We conclude that the judge's remarks were an explanation of his ruling and its consequences rather than a comment on the facts. This statement explained how and why the charge of possession was being reduced from crack cocaine to simple cocaine. According to the chemist's testimony, there was an insufficient amount of the substance to conduct an analysis for crack cocaine. Without any evidence of crack cocaine, Jackson could not be charged with that offense on the indictment in question. In contrast, there was testimony that there was a sufficient amount of the substance to conduct an analysis of cocaine. This explains how Jackson could be charged with the lesser included offense. The judge did not say that the analysis determined that the substance was cocaine. He merely stated that an analysis was conducted.

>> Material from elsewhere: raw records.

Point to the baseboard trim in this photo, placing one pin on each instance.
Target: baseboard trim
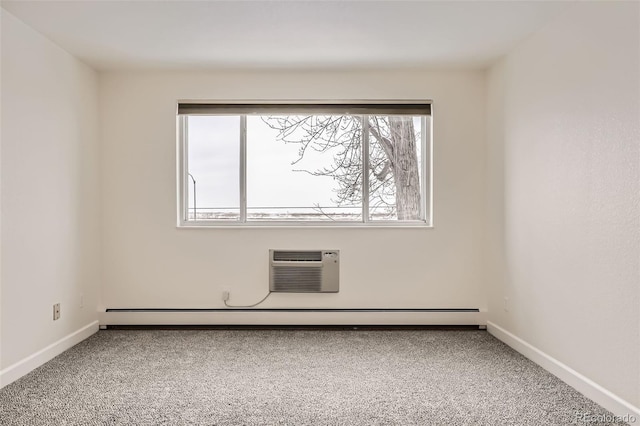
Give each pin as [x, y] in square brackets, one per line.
[30, 363]
[582, 384]
[292, 317]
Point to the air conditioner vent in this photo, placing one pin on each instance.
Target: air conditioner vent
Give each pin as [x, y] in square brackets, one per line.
[297, 256]
[304, 271]
[297, 279]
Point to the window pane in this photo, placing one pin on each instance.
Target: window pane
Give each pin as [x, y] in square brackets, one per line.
[395, 168]
[214, 164]
[304, 168]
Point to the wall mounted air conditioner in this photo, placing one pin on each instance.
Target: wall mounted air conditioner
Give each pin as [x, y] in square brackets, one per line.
[304, 271]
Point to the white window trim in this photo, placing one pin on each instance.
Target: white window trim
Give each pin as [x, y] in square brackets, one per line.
[183, 181]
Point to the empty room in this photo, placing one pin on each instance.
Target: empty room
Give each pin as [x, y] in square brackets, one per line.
[320, 212]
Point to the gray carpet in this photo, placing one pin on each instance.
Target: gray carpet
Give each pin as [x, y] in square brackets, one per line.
[293, 377]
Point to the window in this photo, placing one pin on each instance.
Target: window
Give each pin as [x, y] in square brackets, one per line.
[323, 164]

Jury instructions must be considered as a whole and, if as a whole, they are free from error, any isolated portions which might be misleading do not constitute reversible error. State v. Thompson, 278 S.C. 1, 292 S.E. (2d) 581, cert. denied, 456 U.S. 938, 102 S. Ct. 1996, 72 L.Ed. (2d) 458 (1982); State v. Daniels, 231 S.C. 176, 97 S.E. (2d) 902 (1957). Here, the jury was instructed several times that it was the sole arbiter of facts and the credibility of witnesses. The jury was also instructed to disregard any statement by the judge *527 which may be interpreted as an opinion by him as to facts. Although these instructions were given prior to the statement about the analysis for cocaine, they are important when viewing the jury instructions as a whole.

Furthermore, the test is what a reasonable juror would have understood the charge as meaning. California v. Brown, 479 U.S. 538, 107 S. Ct. 837, 93 L.Ed. (2d) 934 (1987); Francis v. Franklin, 417 U.S. 307, 105 S. Ct. 1965, 85 L.Ed. (2d) 344 (1985); Sandstrom v. Montana, 442 U.S. 510, 99 S. Ct. 2450, 61 L.Ed. (2d) 39 (1979). It is unlikely that a reasonable juror would have singled out this portion of the charge and interpreted it as an opinion on the facts of this case or an instruction as to the weight to be given the evidence.

For the reasons discussed above, the lower court is

Affirmed.

GREGORY, C.J., and HARWELL, CHANDLER and FINNEY, JJ., concur.